Video proves Why Drag Racing On Street Tires Is a Horrible Idea
We’ve talked quite a bit about the fact that we are living in the golden age of performance, pointing out the number of cars you can buy off the showroom floor that have over 500 horsepower, and some as high as 840, without even getting into the bank-breaking world of exotics. The fact that you can walk into a dealership and buy a car with 700 horsepower is quite literally amazing, and we’re lucky to be living this dream.
However, there are some drawbacks to having all of that horsepower in a totally stock car, and one of the biggest issues is traction.
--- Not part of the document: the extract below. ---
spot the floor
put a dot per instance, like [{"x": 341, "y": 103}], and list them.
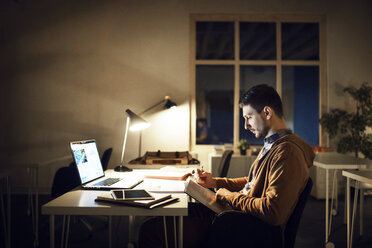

With the exception of Dodge’s record-smashing 840 HP Demon, which comes from the factory with stupid-sticky Drag Radials, these modern hotrods are all rolling around on what most of us would refer to as “regular radials” or “hard tires”. Adding to the problem, the fact that modern styling trends dictate factory wheel sizes of, and sometimes over, 20” in diameter.
Further exacerbating the problem is the fact that many of these cars rely on superchargers to boost power without upping displacement, meaning the power comes in early and hard, asking even more of the tires off the line. Put simply, it’s a pretty bad problem, as you can see in the video below. These are all stock or very-close-to-stock cars riding on factory wheels and tires and, as you can see, traction is hit-or-miss at best and downright nonexistent in some cases.
I know as well as anybody that the softer compounds used in drag radials is not ideal for a car that’s driven daily, and they’re downright dangerous in the rain and when it’s cold out, so automakers can’t exactly slap drag radials on every car, but perhaps we should start a discussion about including a pair, already mounted on matching wheels, similar to what Dodge included with the Demon. Obviously it would add some cost, but seeing these high powered cars struggling to run 12’s when 315 HP cars were running 12’s on regular radials 15 years ago is just unacceptable.